Disney Research, UCI Create AI Video Compression Model

(Image credit: iStock)

IRVINE, Calif.—Disney Research and University of California, Irvine, computer scientists have developed an artificial intelligence-enhanced video compression model that they say is capable of competing against established video compression technology.

Researchers working on the project showed an early phase of their AI video compression model at the Conference on Neural Information Processing Systems in December 2019, that yielded less distortion and smaller bits-per-pixel rates than classic coding-decoding algorithms, like H.265, on specialized video content. On downscaled, publicly available YouTube videos, it had comparable results.

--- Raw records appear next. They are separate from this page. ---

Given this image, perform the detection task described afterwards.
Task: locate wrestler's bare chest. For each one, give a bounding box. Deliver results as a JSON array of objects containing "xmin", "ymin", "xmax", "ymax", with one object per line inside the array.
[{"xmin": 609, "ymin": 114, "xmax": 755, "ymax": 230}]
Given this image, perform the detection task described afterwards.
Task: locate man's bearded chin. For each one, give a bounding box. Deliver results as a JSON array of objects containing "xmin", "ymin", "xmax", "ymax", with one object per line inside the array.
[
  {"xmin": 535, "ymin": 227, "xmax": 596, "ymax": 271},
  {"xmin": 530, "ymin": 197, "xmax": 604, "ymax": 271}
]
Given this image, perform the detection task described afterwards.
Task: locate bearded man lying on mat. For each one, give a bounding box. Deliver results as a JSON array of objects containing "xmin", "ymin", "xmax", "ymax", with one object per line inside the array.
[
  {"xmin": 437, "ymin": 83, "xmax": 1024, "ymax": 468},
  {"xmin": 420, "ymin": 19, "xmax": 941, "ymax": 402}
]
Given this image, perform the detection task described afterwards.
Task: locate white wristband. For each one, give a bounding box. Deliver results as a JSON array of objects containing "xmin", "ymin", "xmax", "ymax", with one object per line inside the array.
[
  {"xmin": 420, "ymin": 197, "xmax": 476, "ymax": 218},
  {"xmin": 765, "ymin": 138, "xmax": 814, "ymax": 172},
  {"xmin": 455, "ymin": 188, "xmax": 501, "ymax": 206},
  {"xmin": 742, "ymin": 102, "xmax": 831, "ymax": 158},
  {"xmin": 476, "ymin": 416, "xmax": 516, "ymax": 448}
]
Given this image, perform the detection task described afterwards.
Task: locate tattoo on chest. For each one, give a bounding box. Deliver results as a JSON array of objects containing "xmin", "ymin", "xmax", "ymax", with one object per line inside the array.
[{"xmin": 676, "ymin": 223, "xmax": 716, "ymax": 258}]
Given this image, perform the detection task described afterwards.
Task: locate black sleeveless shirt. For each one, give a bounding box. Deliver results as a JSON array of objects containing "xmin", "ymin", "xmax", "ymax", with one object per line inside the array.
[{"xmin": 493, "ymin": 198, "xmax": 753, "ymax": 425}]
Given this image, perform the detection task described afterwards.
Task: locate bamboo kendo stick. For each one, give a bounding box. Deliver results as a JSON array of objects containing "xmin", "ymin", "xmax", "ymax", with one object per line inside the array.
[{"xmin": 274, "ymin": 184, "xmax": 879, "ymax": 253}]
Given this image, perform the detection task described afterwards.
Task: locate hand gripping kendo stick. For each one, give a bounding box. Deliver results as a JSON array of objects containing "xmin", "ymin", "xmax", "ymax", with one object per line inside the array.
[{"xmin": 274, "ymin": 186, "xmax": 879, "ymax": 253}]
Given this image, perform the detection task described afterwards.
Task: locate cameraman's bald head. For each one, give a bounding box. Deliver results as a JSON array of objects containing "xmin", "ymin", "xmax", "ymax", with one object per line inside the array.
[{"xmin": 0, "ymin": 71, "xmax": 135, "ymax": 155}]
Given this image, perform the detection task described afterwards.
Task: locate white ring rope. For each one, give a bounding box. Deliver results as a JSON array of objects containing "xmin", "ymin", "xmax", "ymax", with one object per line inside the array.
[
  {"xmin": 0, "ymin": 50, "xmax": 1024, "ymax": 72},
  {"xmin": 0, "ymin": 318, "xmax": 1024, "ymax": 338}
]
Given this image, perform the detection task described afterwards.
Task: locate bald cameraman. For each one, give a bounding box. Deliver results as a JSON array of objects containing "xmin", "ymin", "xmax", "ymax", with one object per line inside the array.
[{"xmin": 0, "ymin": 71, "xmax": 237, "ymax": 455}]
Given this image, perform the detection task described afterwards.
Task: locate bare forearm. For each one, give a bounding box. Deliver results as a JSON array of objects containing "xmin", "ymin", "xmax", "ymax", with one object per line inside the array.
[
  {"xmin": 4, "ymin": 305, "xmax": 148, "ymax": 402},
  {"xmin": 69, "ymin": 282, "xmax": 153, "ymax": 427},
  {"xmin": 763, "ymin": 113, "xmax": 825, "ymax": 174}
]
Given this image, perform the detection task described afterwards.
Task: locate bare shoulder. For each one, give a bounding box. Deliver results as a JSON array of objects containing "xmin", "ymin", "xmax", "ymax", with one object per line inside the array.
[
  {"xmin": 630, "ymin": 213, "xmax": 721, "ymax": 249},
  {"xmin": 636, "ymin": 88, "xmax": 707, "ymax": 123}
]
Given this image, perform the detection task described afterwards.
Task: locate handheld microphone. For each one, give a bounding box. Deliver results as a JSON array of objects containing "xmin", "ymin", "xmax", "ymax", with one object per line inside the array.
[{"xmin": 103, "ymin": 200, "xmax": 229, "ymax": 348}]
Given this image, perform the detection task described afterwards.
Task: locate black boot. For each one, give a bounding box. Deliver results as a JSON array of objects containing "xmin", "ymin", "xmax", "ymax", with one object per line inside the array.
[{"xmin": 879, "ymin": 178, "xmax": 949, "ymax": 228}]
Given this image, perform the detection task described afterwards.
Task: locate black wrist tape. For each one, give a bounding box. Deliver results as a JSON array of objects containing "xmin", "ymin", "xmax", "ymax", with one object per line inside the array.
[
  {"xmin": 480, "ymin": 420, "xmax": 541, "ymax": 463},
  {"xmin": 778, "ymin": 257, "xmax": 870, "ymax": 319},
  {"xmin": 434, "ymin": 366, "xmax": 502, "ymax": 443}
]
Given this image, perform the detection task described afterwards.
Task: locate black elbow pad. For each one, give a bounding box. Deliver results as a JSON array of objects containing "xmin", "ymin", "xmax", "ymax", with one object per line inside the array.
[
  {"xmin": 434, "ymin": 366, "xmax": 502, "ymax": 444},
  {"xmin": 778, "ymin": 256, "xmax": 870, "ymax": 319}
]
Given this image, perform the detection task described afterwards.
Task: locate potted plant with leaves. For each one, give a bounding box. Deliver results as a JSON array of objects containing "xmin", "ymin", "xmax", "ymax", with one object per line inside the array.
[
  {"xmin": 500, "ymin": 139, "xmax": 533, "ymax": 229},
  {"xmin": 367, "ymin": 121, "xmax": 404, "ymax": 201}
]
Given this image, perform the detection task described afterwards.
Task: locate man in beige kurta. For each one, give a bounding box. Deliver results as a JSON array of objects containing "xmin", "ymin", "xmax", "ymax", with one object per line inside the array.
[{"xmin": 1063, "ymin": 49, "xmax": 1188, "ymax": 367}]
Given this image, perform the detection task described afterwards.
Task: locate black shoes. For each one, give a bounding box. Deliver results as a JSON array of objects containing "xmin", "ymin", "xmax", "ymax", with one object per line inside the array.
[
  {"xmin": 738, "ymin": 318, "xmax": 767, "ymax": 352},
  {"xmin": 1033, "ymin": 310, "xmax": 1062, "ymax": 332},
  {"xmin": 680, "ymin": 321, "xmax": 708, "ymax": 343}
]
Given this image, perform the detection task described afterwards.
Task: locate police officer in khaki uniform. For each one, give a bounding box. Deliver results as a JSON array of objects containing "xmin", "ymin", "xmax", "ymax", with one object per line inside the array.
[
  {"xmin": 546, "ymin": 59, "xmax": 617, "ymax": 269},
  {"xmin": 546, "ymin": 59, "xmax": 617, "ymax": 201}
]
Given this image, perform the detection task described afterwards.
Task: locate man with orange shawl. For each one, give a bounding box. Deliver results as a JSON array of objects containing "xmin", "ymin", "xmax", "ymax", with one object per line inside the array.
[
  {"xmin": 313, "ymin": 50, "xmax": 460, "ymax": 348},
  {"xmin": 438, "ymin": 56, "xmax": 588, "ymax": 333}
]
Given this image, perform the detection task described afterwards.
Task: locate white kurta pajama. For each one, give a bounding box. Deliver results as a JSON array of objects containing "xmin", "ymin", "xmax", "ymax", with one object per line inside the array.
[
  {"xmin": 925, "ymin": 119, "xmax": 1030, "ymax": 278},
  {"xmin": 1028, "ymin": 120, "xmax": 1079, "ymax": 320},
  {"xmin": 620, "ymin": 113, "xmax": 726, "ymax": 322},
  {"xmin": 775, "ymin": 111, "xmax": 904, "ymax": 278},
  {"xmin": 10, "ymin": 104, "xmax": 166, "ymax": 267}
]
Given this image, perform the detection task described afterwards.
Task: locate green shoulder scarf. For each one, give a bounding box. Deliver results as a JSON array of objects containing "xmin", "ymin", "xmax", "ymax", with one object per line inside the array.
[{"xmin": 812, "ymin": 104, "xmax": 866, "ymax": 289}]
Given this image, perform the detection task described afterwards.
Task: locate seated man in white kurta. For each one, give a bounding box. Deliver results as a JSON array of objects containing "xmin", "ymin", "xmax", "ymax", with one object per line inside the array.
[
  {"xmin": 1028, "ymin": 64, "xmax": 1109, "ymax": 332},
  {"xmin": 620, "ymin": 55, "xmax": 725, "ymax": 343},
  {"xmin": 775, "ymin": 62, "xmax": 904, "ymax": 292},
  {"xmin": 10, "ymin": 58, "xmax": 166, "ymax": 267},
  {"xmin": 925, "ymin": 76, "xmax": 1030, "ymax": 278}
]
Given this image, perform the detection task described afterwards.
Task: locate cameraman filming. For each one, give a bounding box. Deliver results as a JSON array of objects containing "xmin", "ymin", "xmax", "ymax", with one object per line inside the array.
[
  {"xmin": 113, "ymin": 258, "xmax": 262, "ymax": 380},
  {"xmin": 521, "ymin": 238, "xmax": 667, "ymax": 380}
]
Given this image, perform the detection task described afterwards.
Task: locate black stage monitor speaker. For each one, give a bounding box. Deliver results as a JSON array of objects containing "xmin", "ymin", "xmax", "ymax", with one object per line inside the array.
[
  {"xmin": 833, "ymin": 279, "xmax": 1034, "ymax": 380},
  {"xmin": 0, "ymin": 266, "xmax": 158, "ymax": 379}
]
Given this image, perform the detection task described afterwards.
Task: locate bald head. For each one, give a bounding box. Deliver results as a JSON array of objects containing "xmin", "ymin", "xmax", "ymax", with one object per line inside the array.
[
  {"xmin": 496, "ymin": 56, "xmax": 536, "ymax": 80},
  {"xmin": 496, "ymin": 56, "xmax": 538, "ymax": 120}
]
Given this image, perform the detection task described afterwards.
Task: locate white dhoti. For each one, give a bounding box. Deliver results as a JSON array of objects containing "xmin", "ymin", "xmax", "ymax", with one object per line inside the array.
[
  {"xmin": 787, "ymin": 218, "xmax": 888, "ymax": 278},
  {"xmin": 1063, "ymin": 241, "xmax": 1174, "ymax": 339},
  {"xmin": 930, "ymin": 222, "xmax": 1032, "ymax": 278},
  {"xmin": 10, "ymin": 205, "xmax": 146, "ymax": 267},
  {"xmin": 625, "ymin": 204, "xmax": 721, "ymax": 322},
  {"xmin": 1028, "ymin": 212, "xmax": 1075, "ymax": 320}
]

The compression model created by Disney Research and UCI is designed to downscale the dimensions of the video using a “variational autoencoder,” a neural network that processes each video frame in a sequence of actions that results in a condensed array of numbers. The autoencoder then tries to undo this operation so that the array contains enough info to restore the video frame.

The next step is for the algorithm to use a deep generative model to guess the next compressed version of an image given what has gone before. It then conducts an operation to encode frame content by rounding the autoencoder’s real-valued array to integers, which are supposed to be easier to store. 

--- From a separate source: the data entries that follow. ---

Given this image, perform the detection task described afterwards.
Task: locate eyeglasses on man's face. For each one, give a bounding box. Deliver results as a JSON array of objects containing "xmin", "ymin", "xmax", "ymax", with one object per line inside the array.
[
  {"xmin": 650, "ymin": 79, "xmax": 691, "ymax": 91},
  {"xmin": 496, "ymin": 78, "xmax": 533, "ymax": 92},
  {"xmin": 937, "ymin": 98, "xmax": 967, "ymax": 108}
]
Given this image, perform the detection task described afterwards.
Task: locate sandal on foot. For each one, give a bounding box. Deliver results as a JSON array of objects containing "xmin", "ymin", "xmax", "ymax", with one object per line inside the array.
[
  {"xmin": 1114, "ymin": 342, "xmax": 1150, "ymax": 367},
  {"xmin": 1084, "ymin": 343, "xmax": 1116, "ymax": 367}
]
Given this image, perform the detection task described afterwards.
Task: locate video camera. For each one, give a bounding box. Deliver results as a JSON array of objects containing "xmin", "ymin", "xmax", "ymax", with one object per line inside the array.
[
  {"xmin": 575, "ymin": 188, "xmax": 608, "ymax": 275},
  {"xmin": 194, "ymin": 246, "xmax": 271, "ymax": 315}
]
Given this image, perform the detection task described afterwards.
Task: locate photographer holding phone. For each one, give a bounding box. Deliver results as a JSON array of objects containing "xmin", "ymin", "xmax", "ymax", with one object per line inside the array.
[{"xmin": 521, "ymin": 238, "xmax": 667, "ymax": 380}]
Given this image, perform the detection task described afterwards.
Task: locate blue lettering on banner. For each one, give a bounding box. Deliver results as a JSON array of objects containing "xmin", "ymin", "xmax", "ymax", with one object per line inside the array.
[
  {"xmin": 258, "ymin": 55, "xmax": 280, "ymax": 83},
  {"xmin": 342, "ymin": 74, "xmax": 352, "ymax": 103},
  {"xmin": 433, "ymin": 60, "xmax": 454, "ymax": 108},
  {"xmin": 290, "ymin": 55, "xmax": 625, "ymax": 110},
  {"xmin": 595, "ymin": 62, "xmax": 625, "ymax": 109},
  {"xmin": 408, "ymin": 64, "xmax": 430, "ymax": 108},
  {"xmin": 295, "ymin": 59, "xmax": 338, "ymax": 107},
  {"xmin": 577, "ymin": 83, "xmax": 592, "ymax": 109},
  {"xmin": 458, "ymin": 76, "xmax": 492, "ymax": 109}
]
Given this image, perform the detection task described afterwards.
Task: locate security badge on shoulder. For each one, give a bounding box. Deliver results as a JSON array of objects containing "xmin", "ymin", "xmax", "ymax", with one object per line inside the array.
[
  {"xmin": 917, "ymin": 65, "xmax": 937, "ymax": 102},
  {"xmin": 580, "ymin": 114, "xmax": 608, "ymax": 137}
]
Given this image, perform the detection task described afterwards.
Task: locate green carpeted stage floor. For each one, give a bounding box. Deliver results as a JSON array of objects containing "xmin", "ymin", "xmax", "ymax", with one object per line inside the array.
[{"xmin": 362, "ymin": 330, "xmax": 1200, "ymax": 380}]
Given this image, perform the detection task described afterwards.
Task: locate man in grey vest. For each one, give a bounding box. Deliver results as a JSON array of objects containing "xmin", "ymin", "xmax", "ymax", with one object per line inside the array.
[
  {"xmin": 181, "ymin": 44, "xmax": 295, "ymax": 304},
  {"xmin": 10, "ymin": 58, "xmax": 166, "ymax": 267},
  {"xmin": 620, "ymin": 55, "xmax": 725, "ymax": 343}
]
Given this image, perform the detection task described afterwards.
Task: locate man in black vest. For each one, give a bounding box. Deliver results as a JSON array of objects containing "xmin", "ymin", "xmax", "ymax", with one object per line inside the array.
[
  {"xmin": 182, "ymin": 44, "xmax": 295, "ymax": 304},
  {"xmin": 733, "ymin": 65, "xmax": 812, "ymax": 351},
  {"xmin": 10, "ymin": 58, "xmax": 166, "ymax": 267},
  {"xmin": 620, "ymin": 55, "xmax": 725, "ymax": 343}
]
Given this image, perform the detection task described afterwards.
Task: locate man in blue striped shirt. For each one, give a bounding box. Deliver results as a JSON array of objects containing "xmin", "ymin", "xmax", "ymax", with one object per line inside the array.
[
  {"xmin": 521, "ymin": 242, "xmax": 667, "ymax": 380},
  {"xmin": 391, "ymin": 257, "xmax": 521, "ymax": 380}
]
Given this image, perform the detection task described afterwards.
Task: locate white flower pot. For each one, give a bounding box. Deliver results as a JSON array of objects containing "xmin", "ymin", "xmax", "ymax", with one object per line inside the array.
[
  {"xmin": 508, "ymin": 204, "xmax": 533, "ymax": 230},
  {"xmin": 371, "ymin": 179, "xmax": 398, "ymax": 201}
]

The final step is the application of lossless compression to the array, allowing for its exact restoration. The algorithm is informed by the neural network about which video frame to expect next for greater efficiency, per Disney Research and UCI.

“Intuitively, the better a compression algorithm is at predicting the next frame of a video—given what happened in the previous frames—the less it has to memorize,” said Stephan Mandt, UCI assistant professor of computer science, who first worked on this project while employed by Disney Research. “If you see a person walking in a particular direction, you can predict how that video will continue in the future, which means you have less to remember and less to store.”

Mandt continued: “The real contribution here was to combine this neural network-based deep generative video prediction model with everything else that belongs to compression algorithms, such as rounding and model-based lossless compression.”

Work is still progressing toward a real, applicable version of the video compressor, with Mandt indicating they may need to compress the neural network itself, along with the video.